Voor de koploperrijders heb ik een back-up van mijn trambaan zodat je kunt zien hoe mijn baan in elkaar zit:

DOWNLOAD: Rheinberger Strassenbahn Betriebe 24-5-2010.bck
Gebruik rechtermuisknop en dan " save as"   / "bestand opslaan"

Conclusie

Mijn conclusie tot nu toe is dat het digitale rijden zeker een verbetering is vergeleken met de analoge besturing, want je kunt met veel meer trams tegelijk rijden en hierdoor is een afwisselend bedrijf mogelijk. Doormiddel van de computer kun je de besturing uit handen geven en dat is voor tentoonstellingen een groot voordeel. Thuis kan ik lekker met de handregelaar rijden en dan is één tram tegelijkertijd wel voldoende.

Het grote nadeel van digitaal rijden is de prijs, want je bent een vermogen kwijt aan elektronica (lokdecoders, wisseldecoders, terugmelders) en je moet al je modellen onder handen nemen. Wie hiervoor niet voor terugschikt, is het een goede investering en ik had dit zelf jaren eerder moeten doen!


 

Elektrische bekabeling

Het gebruik van messingdraad als ringleiding 

Bij deze trambaan ben ik afgeweken van de normale bekabeling, wat je bij de meeste modelspoorbanen ziet. Vanwege de vele lantarenpalen en het gebruik van interieurverlichting waren losse draden niet echt een optie, omdat je dan veel aftakkingen moet maken.
De oplossing gevonden in stukken ijzerdraad (later messingdraad), waarmee een traject werd uitgezet, zodat het als een weg bij alle stroomverbruikers langs kwam. Een letterlijke vorm van een ringleiding. Het voordeel hiervan is dat de aansluitingen van de stroomverbruikers relatief kort gehouden konden worden en daardoor maakte het alles een stuk overzichtelijker.
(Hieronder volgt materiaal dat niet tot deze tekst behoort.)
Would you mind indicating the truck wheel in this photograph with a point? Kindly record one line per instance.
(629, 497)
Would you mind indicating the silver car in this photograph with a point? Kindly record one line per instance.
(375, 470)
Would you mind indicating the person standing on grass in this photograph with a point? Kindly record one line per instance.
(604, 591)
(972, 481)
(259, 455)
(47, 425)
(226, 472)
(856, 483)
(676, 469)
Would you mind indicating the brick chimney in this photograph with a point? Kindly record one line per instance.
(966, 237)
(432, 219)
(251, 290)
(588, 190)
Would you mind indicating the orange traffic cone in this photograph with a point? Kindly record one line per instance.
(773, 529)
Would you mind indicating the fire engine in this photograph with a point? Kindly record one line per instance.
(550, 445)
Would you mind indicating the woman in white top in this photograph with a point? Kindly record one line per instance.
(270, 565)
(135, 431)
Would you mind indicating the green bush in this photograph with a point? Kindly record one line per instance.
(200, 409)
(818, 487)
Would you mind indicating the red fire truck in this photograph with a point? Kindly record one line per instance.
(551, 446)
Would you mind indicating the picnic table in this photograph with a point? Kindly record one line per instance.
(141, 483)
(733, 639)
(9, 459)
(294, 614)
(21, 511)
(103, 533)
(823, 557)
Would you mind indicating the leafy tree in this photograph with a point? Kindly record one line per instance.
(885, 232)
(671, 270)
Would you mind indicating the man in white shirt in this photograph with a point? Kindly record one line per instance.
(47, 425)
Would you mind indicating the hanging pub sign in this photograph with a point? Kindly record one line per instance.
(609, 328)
De huisverlichting en straatverlichting is apart geschakeld, dus hiervoor zijn twee aparte stroomkringen gemaakt. De derde stroomkring is de gezamenlijke min-leiding die door alle stroomgebruikers word gebruikt. Het voordeel van meerdere ringleidingen is dat er gebruik kan worden gemaakt van kleinere trafo’s waardoor bij kortsluiting niet alles tegelijk kan doorbranden.

Zoals je op de foto kan zien is het geheel overzichtelijk en is het verloop van de kabels goed te volgen. Een ander voordeel is dat je geen verdeeldpunten nodig hebt, want alles is direct op de messingdraden soldeerbaar.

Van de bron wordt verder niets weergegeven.